Вместо ответа Юра развернул газетную вырезку и показал фамилию отца.
– Ты Железнов? Почему же назвался Рыжиковым? – удивилась Марья Никифоровна.
– Вы, пожалуйста, не спрашивайте… И никому об этом не говорите, – умоляюще посмотрел Юра на хозяйку. – Я ведь даже и дедушке Гребенюку не сказал!.. Если что знаете о папе, расскажите…
– О подполковнике Железнове мы, дорогой мой, ничего не знаем. А вот об этой книжечке, которую ты в руках держишь, я тебе расскажу. Когда мы переезжали сюда, в лесу, на полянке, натолкнулись на подбитый самолет. Молоденькую раненую летчицу спас ее друг, который приземлился рядом. Он увез ее на своем самолете.
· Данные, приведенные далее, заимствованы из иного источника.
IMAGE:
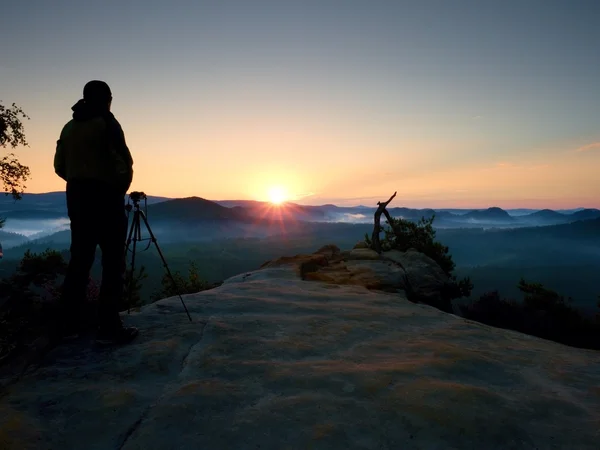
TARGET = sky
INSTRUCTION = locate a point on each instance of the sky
(450, 103)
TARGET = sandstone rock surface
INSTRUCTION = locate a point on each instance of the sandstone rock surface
(272, 361)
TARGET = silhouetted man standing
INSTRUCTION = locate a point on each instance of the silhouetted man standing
(94, 160)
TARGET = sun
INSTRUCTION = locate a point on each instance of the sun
(277, 195)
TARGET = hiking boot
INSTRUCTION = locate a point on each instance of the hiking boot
(116, 335)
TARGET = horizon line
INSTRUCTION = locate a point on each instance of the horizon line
(334, 204)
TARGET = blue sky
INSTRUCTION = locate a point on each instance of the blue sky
(451, 103)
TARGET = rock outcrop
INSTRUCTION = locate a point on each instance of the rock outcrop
(411, 272)
(275, 361)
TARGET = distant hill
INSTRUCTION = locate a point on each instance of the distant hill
(194, 208)
(585, 214)
(493, 214)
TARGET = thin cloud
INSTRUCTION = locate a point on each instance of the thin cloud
(509, 165)
(588, 147)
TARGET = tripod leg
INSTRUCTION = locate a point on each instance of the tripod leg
(153, 238)
(135, 227)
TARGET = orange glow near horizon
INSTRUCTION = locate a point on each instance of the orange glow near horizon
(277, 195)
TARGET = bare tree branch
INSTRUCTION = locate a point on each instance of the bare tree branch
(375, 242)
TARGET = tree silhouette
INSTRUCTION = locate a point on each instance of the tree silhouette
(12, 133)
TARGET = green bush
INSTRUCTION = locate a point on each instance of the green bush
(401, 234)
(191, 284)
(542, 313)
(30, 300)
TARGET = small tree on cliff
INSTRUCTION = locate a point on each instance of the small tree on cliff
(401, 234)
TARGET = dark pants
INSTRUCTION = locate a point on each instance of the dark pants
(98, 218)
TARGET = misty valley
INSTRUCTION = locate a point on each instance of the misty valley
(494, 247)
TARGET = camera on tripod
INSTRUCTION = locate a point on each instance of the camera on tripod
(136, 196)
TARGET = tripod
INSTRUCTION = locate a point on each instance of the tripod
(135, 234)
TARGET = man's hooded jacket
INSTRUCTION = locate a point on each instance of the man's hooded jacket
(92, 146)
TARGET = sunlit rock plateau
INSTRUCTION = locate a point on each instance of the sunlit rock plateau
(301, 355)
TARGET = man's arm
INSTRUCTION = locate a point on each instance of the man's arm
(59, 160)
(121, 154)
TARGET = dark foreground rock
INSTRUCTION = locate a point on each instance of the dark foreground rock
(272, 361)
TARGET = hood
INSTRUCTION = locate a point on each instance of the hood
(83, 111)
А эту книжечку бережем как память.
– А кто она, эта летчица?
– Не знаю, дорогой, – ответила Марья Никифоровна и протянула Юре книжку. – Возьми себе, я тебе дарю ее.
В это время из другой комнаты послышался стон Гребенюка.
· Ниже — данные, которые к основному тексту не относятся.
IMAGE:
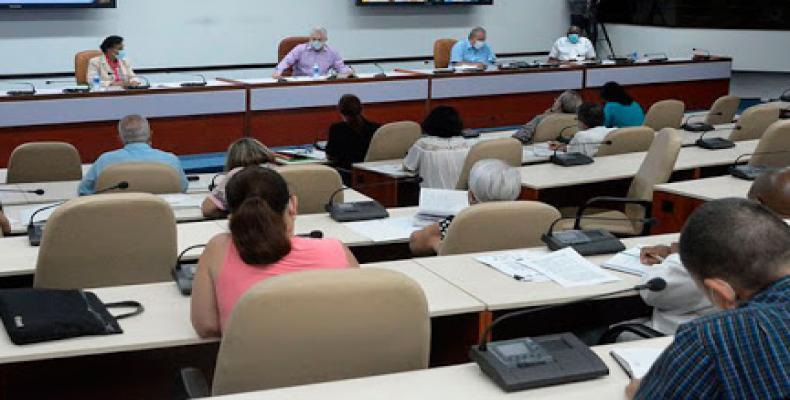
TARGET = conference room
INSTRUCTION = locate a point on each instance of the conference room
(418, 199)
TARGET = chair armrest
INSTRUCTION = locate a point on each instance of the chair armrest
(637, 329)
(646, 204)
(193, 384)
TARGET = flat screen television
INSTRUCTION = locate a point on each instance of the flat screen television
(27, 4)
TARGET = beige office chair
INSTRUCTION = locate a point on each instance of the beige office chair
(498, 226)
(552, 126)
(441, 52)
(154, 178)
(107, 240)
(313, 185)
(776, 140)
(393, 141)
(81, 61)
(627, 140)
(508, 150)
(723, 110)
(754, 121)
(320, 326)
(656, 169)
(665, 114)
(44, 162)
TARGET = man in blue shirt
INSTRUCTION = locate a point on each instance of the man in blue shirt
(135, 134)
(474, 51)
(738, 253)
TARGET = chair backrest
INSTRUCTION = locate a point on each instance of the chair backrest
(508, 150)
(393, 141)
(441, 52)
(319, 326)
(627, 140)
(44, 162)
(754, 122)
(107, 240)
(551, 126)
(723, 110)
(81, 61)
(776, 139)
(665, 114)
(656, 169)
(154, 178)
(498, 226)
(313, 185)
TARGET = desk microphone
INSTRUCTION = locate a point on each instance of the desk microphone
(575, 159)
(362, 210)
(528, 363)
(30, 92)
(35, 229)
(751, 172)
(202, 83)
(589, 242)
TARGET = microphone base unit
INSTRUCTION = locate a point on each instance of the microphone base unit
(715, 144)
(587, 242)
(522, 364)
(571, 159)
(360, 211)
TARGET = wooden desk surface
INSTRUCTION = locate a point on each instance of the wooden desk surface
(460, 382)
(500, 292)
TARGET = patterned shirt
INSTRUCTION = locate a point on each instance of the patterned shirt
(738, 354)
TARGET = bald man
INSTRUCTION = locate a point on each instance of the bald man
(772, 189)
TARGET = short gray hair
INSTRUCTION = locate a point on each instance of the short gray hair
(494, 180)
(134, 129)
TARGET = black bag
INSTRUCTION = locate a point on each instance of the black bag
(41, 315)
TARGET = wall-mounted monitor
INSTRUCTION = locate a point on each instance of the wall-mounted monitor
(27, 4)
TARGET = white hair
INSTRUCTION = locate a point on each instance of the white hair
(134, 129)
(494, 180)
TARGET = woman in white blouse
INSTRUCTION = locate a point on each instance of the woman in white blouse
(439, 157)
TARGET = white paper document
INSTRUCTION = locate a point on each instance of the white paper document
(512, 264)
(569, 269)
(384, 230)
(637, 361)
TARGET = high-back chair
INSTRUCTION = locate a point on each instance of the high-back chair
(554, 125)
(392, 141)
(441, 52)
(498, 226)
(154, 178)
(773, 150)
(665, 114)
(754, 122)
(313, 185)
(627, 140)
(320, 326)
(656, 169)
(723, 110)
(44, 162)
(508, 150)
(107, 240)
(81, 61)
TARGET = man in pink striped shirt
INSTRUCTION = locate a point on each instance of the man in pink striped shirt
(304, 57)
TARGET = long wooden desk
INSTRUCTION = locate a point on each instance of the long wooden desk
(459, 382)
(673, 203)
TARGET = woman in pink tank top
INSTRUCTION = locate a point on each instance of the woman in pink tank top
(261, 245)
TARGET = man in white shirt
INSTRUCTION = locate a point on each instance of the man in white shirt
(591, 131)
(572, 47)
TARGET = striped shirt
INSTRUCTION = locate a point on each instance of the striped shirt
(738, 354)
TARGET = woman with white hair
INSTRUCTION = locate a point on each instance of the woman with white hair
(489, 180)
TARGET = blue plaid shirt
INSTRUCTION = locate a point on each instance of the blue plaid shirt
(739, 354)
– Водички!.. – попросил он.
Марья Никифоровна зачерпнула ковшом воду из ведра и протянула ковш Юре.
– Пожалуйста, только не говорите ему, что я Железнов… – снова попросил Юра. – Я потом сам ему скажу!..
– Юра! – чуть слышно произнес Гребенюк, когда мальчик подошел к нему с ковшом.
– Что, дедушка? – припал к его подушке Юра. Старик так и пылал.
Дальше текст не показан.